Pedro Barros, 26, medalhista de prata nas Olimpíadas de Tóquio no skate park, cresceu em cima de um shape: “Construí uma mini ramp em casa. O Pedro com 11 meses não largava o skate. Antes de começar a andar, ele já ficava em pé no shape se apoiando na parede e andando pela casa”, recorda André Barros, pai de Pedro, que era dono de uma loja de surfe em um shopping de Florianópolis. “Tinha muita conexão com os esportes de prancha.

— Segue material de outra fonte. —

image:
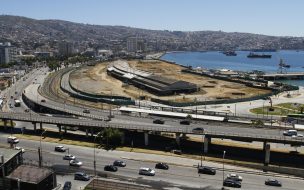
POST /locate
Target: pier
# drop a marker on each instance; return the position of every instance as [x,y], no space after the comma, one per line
[284,76]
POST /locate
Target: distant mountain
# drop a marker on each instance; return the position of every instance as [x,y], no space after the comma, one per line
[30,34]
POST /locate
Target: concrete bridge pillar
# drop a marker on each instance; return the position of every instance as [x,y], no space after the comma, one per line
[266,149]
[92,131]
[177,138]
[35,126]
[207,141]
[123,136]
[146,138]
[87,133]
[59,128]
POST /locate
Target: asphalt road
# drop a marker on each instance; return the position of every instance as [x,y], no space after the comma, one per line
[176,176]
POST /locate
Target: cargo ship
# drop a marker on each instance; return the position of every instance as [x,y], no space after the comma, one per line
[253,55]
[229,53]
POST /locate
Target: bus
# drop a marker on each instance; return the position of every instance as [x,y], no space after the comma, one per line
[17,103]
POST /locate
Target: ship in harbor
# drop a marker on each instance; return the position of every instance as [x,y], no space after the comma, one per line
[230,53]
[254,55]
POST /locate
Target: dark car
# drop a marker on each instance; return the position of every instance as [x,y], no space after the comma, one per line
[206,170]
[60,148]
[67,185]
[162,166]
[158,121]
[119,163]
[232,183]
[81,176]
[110,168]
[273,182]
[198,130]
[184,122]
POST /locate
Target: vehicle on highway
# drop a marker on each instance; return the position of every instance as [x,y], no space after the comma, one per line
[162,166]
[206,170]
[86,111]
[75,163]
[60,148]
[232,183]
[81,176]
[110,168]
[158,121]
[273,182]
[20,148]
[119,163]
[67,185]
[184,122]
[17,103]
[69,157]
[198,130]
[235,177]
[12,139]
[290,132]
[146,171]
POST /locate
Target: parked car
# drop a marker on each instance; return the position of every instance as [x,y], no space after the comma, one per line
[158,121]
[67,185]
[86,111]
[146,171]
[69,157]
[290,132]
[161,165]
[20,148]
[273,182]
[232,183]
[119,163]
[184,122]
[206,170]
[12,139]
[110,168]
[60,148]
[81,176]
[198,130]
[235,177]
[75,163]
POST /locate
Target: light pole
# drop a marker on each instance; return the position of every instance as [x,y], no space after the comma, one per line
[223,166]
[40,148]
[94,162]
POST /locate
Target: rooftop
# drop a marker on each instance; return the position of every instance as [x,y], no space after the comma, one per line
[8,153]
[30,174]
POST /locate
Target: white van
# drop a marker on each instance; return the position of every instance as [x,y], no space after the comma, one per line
[12,139]
[290,132]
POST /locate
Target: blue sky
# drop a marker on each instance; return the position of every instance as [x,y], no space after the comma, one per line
[271,17]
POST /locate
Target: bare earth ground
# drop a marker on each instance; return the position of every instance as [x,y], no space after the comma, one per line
[95,80]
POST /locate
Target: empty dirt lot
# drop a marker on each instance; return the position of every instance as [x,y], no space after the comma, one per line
[94,79]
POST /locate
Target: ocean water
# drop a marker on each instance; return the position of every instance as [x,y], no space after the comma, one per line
[217,60]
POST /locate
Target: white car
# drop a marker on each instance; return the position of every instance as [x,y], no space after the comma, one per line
[69,157]
[234,177]
[12,139]
[20,148]
[75,163]
[146,171]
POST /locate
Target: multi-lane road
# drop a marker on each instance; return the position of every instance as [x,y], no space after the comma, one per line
[182,172]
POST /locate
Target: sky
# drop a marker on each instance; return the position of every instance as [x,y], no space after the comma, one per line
[270,17]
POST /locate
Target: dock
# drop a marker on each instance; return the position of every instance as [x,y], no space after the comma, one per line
[284,76]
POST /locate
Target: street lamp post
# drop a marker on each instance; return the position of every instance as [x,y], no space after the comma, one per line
[223,166]
[40,148]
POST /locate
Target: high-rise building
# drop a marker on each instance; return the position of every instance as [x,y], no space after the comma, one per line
[66,48]
[135,44]
[8,53]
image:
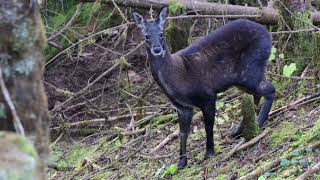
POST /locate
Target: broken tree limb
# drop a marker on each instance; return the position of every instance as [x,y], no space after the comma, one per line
[198,116]
[68,24]
[169,138]
[266,15]
[310,172]
[242,146]
[299,102]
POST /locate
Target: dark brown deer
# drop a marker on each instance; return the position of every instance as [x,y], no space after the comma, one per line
[234,55]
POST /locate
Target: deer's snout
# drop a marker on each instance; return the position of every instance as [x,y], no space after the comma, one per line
[157,50]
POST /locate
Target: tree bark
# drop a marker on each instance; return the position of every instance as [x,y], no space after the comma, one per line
[265,15]
[22,39]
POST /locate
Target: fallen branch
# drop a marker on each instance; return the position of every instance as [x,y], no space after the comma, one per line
[268,166]
[169,138]
[260,170]
[295,104]
[134,132]
[70,22]
[104,74]
[233,151]
[309,172]
[175,134]
[265,15]
[95,121]
[242,146]
[16,120]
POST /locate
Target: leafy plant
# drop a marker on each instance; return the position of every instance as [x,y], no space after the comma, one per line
[171,170]
[219,105]
[289,70]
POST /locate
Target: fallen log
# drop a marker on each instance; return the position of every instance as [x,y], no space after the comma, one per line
[265,15]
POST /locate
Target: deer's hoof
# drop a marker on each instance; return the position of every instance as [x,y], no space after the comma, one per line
[182,162]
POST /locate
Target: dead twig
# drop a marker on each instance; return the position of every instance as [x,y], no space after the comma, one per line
[175,134]
[169,138]
[94,121]
[309,172]
[242,146]
[106,73]
[233,151]
[295,104]
[69,23]
[16,120]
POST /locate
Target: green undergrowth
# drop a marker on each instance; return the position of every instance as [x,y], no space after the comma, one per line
[93,17]
[284,132]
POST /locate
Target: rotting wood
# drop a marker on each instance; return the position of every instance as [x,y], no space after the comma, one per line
[266,15]
[197,117]
[22,40]
[310,172]
[295,104]
[68,24]
[242,146]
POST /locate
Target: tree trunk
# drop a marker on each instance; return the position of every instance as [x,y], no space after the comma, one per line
[265,15]
[22,40]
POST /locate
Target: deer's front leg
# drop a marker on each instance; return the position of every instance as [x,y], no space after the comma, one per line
[208,111]
[185,117]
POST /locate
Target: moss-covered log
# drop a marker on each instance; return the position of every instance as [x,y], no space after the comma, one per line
[18,159]
[249,125]
[22,39]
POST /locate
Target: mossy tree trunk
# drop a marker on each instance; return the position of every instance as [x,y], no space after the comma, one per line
[177,31]
[22,39]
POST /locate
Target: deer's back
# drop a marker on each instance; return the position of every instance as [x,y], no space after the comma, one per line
[216,61]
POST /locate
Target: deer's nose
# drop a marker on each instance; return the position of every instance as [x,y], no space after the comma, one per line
[157,49]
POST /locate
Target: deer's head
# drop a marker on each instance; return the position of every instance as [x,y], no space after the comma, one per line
[153,31]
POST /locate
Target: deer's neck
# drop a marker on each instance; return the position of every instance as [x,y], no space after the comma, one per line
[161,64]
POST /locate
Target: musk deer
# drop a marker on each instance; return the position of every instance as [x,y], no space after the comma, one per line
[234,55]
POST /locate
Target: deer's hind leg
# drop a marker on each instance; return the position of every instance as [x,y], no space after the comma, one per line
[265,89]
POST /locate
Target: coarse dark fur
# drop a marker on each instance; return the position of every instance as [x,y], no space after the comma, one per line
[234,55]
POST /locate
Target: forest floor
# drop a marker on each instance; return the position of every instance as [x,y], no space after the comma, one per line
[108,131]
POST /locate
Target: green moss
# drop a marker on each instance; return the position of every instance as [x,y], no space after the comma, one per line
[164,118]
[76,155]
[250,127]
[25,146]
[93,17]
[312,135]
[3,113]
[284,132]
[176,8]
[222,177]
[192,172]
[102,176]
[24,36]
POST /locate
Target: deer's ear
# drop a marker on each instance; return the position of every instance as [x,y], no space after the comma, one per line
[138,19]
[161,20]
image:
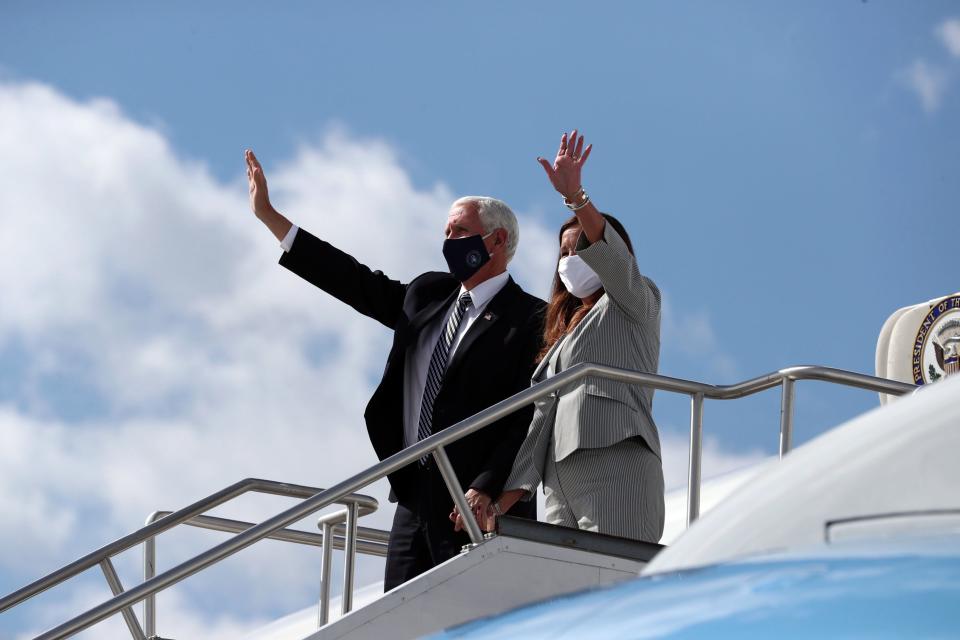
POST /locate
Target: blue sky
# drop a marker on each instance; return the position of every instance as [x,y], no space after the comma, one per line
[788,172]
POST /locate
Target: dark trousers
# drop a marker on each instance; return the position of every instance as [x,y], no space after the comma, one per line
[422,535]
[419,542]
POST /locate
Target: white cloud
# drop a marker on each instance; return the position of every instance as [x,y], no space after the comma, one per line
[715,459]
[136,282]
[927,82]
[949,33]
[156,352]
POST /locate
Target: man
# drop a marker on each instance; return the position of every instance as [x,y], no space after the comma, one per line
[462,341]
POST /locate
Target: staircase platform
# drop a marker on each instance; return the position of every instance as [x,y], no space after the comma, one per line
[526,561]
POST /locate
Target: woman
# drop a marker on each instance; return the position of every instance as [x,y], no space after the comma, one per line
[593,445]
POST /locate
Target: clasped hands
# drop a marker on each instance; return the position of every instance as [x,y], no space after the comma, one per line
[481,507]
[483,510]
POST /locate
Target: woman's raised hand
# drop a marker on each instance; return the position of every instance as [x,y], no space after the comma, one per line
[564,173]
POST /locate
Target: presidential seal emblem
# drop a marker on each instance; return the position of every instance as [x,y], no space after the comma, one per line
[936,349]
[474,258]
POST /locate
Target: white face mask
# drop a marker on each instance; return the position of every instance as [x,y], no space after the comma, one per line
[577,276]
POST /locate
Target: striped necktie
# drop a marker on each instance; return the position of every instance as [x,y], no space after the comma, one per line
[438,365]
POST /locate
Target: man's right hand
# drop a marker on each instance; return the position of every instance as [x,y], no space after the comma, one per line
[260,198]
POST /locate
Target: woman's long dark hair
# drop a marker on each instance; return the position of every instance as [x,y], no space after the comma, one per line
[565,310]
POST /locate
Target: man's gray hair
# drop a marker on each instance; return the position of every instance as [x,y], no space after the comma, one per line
[495,214]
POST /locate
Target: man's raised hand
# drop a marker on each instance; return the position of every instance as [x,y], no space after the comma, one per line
[259,197]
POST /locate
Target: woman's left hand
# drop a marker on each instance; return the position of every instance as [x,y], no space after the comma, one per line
[479,503]
[564,173]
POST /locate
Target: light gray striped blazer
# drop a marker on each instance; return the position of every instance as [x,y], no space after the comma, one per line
[621,330]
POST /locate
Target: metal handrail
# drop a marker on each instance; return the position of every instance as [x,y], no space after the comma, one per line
[147,534]
[435,445]
[369,542]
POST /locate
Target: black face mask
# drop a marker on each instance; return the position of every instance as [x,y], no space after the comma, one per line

Meu pai aproveitou essa onda”, relembra Pedro, que aos três anos já dropava sobre as quatro rodinhas.

“Em 1996, se não me engano, meu pai foi patrocinador junto com a Drop Dead, que futuramente veio a me patrocinar, de um campeonato profissional na Praia Mole”, diz. Um half de madeira foi montado, e estrelas do esporte no Brasil, como Lincoln Ueda, participaram. “Eu era um bebê, então tem fotos minhas no colo da minha mãe com um ano de idade na plataforma do half”, conta Pedro.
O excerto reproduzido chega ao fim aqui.